I’m having some trouble with the Instant Messaging on-access scanner scanning my Trillian log files. The problem is that some of these log files are extremely large going back about 3 years into the past. Whenever Trillian opens one of them it is scanned by Avast and it nearly pushes my computer to a halt. Task manager shows the Avast service as using almost 50% of my 2.0Ghz Core 2 Duo when Trillian attempts to connect. Is there any way I can exclude the log files from scanning? Why are they even being scanned in the first place? I thought the instant messaging scanner only handled received files.
I think a read of this thread might help you:
http://forum.avast.com/index.php?topic=24312.0
Another recommendation - that may not be so palatable - is to regularly clear the logs or copy the logs to another location before clearing the current logs.
For the Standard Shield provider (on-access scanning):
Left click the ‘a’ blue icon, click on the provider icon at left and then Customize.
Go to Advanced tab and click on Add button…
For the other providers (on-demmand scanning such as the screen-saver or the Simple User Interface):
Right click the ‘a’ blue icon, click Program Settings.
Go to Exclusions tab and click on Add button…
You can use wildcards like * and ?.
But be carefull, you should ‘exclude’ that many files that let your system in danger.
None of those solutions will solve my problem. Like I said, the problem lies within the Instant messaging provider. The standard shield is operating just fine and doesn’t use up an extremely large amount of CPU when I open Trillian. Whenever I have the Instant messaging provider enabled it scans the log files and nearly freezes the computer. The other thread mentioned solved the problem by disabling the instant messaging provider completely. This is not a solution as far as I’m concerned.
Sorry, I had not read the other thread that I suggested thoroughly enough.
I do not use Trillian personally or the avast IM scanner so feel free to discount anything I say from here on.
There is not a whole lot that I have seen the avast team talk about in the detail of what the Instant Messaging scanner really does.
Instant messages themselves are not really of any great security concern. What is of concern is that IM clients can and do transfer files within the IM sessions and then write the files to the user’s system. There is no standard way of transferring files in these clients (unlike with the Webshield and browsers) so avast cannot be scanning this activity as it is in flight. Therefore I suspect that the major focus for avast is the file writes that are done by the IM client. Those log files definitely did not get to the size they are just by Trillian reading them.
So, in effect you have asked avast to scan every file written by Trillian and Trillian’s logs are just another file being written by it and scanned by avast.
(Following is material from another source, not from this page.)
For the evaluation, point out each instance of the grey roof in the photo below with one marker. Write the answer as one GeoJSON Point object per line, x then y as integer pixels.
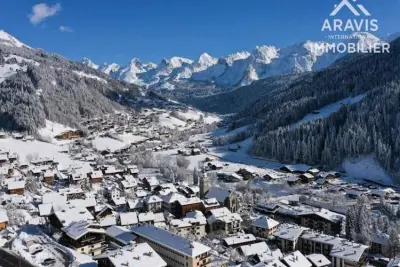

If these files are indeed years old and you do not regularly defragment your disk(s) then they are going to be scattered all over the disk and accessing them is going to be very inefficient.
Personally I believe it would make sense for avast to provide an exclusion list in the Instant Messaging scanner so that such logging activity could be done without the effect you are experiencing.
Short of that or some other recommendation from the avast team I think that you are left with the options I mentioned to you earlier to manage your logs periodically with Trillian turned off to avoid the overhead.
Just one other thought.
I use Windows Live Messenger - it allows me to specify that any file downloads I receive in Live Messenger should be scanned by avast; all I had to provide was the path to the ashquick.exe module in avast. That means all my file transfers are subject to the most thorough scan available in avast. I have read that you can specify in Trillian that you want all file transfers scanned by an antivirus scan and similarly provide the path. It may not be quite politically correct of me to say so (but it may draw more info from avast) but I have to wonder if you have all file transfers in Trillian scanned by avast what more useful protection the Instant Messaging scanner provides to you.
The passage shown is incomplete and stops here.